Les contrôleurs de la tour restèrent figés, pantelants. Ils ne dirent mot.
*
L’oiseau approchait de son nid. Il vit les lumières et laissa ses ailes le porter lentement vers le vieux hangar abandonné: son nid était là.
*
L’enfant jubilait. L’avion, sur son écran, descendait lentement vers la piste.
Et quand il se posa, il tourna le regard et vit les camions de pompier et les ambulances rouler à toute vitesse sur la piste. Cela faisait partie de son jeu. Son oeil allumé et fier les scrutait comme hypnotisé par ce bal lumineux se déroulant devant lui.
L’appareil s’immobilisa.
Il détacha sa ceinture et hurla:
– Tout le monde dehors.
La porte s’ouvrit et une glissade en caoutchouc se gonfla et se déploya vers la piste.

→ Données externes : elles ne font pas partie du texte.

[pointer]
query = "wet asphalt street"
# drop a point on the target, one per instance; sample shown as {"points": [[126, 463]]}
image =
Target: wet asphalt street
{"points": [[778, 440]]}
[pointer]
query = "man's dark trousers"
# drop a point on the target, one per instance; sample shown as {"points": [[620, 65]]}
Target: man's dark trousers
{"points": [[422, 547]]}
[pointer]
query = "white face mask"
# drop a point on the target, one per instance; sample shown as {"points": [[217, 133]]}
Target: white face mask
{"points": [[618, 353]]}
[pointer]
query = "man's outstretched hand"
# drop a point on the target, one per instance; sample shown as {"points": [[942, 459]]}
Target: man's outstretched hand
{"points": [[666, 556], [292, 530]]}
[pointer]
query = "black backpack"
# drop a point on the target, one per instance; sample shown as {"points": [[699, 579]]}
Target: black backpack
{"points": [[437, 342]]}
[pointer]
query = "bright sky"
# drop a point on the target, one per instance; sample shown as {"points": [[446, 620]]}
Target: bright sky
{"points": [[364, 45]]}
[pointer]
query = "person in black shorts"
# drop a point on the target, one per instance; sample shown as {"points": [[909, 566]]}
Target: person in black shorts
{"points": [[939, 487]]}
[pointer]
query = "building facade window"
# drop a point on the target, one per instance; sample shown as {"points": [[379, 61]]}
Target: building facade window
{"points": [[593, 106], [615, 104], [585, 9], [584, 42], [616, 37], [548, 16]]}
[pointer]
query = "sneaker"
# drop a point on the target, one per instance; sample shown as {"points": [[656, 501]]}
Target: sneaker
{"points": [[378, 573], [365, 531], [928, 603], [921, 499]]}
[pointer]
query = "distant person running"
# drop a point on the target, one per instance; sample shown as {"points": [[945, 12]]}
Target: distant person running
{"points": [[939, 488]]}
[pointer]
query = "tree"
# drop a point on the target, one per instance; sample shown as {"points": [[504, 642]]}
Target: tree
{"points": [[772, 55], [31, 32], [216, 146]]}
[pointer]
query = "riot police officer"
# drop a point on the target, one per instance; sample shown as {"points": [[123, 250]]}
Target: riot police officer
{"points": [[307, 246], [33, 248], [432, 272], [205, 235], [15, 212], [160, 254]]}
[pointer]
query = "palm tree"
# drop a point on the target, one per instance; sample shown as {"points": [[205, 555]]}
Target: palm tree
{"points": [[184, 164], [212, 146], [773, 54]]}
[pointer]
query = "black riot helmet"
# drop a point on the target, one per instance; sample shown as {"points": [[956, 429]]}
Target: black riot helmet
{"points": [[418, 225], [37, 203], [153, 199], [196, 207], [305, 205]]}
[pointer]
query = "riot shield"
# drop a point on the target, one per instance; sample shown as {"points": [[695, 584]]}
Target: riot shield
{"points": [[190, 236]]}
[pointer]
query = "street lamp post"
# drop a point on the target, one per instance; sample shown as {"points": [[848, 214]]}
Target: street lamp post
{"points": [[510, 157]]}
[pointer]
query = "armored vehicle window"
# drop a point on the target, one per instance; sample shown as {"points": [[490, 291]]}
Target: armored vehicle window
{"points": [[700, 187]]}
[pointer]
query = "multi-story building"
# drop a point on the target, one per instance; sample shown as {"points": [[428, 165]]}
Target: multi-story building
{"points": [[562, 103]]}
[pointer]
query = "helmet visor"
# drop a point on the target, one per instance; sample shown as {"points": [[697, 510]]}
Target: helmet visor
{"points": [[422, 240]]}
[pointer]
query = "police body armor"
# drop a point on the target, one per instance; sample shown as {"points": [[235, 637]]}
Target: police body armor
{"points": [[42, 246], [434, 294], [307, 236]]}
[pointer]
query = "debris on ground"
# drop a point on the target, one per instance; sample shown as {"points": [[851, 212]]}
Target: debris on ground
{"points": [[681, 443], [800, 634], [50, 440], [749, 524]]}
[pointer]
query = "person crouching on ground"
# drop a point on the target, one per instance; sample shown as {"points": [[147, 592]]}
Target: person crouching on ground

Il s’y lança en criant, heureux. Les autres, encore figés, restèrent immobilisés sur leur siège.
*
L’oiseau avait presque terminé son vol. Mais un peu fatigué il se laissa porter par l’air le long de l’avion.
L’enfant se retourna et vit l’oiseau se poser sur son épaule.
Leurs regards se croisèrent. Ils ignoraient ce qui les avaient réunis. Pourtant, sans qu’ils en parlent, sans qu’un son soit émis, ils trouvaient tous les deux naturels d’être là, ensemble, devant ces lumières d’un rouge vif, comme s’il y avait danger….
– On a réussi, s’exclama l’enfant.
L’oiseau battit des ailes, comme pour se secouer, et bécota la tête frisottée de l’enfant. Comme si c’était son oisillon…
Ni l’un ni l’autre, à un seul moment, n’en avait douté.